Risk of axillary nerve injury
The main structure at risk is the axillary nerve. The axillary nerve should be protected by limiting the incision to less than 5 cm distal to the acromial edge, by palpating the area to determine the location of the nerve, and by avoiding maneuvers that stretch the nerve during reduction and fixation. Remember the course of the nerve when placing K-wires.
Suture reduction and fixation of the greater tuberosity
Sutures in the rotator cuff tendon insertions aid manipulation, reduction, and temporary fixation of a proximal humerus fracture.
Traction on the sutures helps achieve reduction. When tied, they bring the fragments together and stabilize them.
Tension band sutures in addition to plate and screws
Sutures placed through the insertions of each rotator cuff tendon increase stability, and should be used as well as the plate and screws, particularly for more comminuted and/or osteoporotic fractures. With osteoporotic bone, the tendon insertion is often stronger than the bone itself, so that sutures placed through the insertional fibers of the tendon may hold better than screws or sutures placed through bone.
These additional sutures are typically the last step of fixation.

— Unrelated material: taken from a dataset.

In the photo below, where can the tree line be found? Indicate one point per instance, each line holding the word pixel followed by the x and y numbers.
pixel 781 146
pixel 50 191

Angular stable versus standard plates
This procedure describes proximal humeral fracture fixation with an angular stable plate (A). Sometimes, these implants are not available. Standard plates provide an alternative option, for example the modified cloverleaf plate (B). Presently, the specific indications, advantages, and disadvantages of angular stable and standard plates are being clarified. There is some evidence that angular stable plate provide better outcomes. In addition to type and technique of fixation, the quality of reduction, the soft-tissue handling, and the characteristics of the injury and patient significantly influence the results. There is no evidence that the use of angular stable plates will overcome these other factors.